ERISA and Your Practice

ERISA profoundly affects insurance reimbursement. If a claim is denied in whole or in part after being submitted, ERISA mandates a “full and fair review” of the claim disposition upon request. Although the review is typically conducted by the same entity that denied the benefit, various requirements promote a fair process. First, patients can be represented either by an attorney or their medical provider who is entitled to access a complete copy of the claim record at no charge. For matters involving medical judgment, the plan must utilize a consultant possessing appropriate medical training and experience and must furnish copies of any articles or treatises relied upon to support the claim decision. Also, if the plan claims a charge is excessive, the insurer’s schedule of reasonable charges must be provided on request. Courts consider pre-suit claim appeals so important that a failure to exhaust pre-litigation appeals will result in a refusal by the courts to entertain any ensuing litigation.

ERISA and You

ERISA also impacts physicians’ own benefits, including group disability insurance or even individual insurance purchased on a discounted “list-bill” basis. Physicians incur a high number of disability claims due to the physical and mental/cognitive demands of their profession. It is critical for doctors to obtain occupation-specific coverage since the inability to practice within a specialty would trigger an entitlement to benefits, even if the physician is able to continue working as a doctor, but only in a less demanding area of practice.

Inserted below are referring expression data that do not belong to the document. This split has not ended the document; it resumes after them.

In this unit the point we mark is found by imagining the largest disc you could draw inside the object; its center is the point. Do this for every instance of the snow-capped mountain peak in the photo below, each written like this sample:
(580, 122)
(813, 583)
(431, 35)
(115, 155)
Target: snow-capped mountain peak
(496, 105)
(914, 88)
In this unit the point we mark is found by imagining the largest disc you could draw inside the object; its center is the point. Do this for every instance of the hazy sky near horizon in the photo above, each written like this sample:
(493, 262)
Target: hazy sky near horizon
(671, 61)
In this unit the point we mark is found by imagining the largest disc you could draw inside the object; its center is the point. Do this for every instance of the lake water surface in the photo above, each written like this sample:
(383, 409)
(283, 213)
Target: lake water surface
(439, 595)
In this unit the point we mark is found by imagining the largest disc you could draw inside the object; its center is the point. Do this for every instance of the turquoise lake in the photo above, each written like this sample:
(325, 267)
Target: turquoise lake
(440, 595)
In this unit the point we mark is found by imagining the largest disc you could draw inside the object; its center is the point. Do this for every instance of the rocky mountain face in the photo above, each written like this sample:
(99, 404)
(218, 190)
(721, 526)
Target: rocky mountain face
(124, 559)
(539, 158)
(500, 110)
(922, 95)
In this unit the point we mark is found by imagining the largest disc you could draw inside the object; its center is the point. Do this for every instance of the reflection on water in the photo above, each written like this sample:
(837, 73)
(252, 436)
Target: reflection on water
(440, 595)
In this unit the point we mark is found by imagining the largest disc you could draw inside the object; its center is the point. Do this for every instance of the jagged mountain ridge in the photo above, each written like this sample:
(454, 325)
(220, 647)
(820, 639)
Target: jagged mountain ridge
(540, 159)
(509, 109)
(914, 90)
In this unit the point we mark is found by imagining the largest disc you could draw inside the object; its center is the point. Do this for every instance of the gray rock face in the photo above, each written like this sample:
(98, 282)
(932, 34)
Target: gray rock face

Due to the complexities of ERISA, it is important to immediately secure the services of an experienced attorney if a claim is denied. Waiting to retain a lawyer until after appeals are exhausted could preclude a successful litigation outcome.

Conclusion

ERISA has significantly impacted health and disability insurance claims. However, with some basic understanding and foreknowledge of ERISA’s limitations, issues can be addressed pre-emptively and draconian consequences avoided.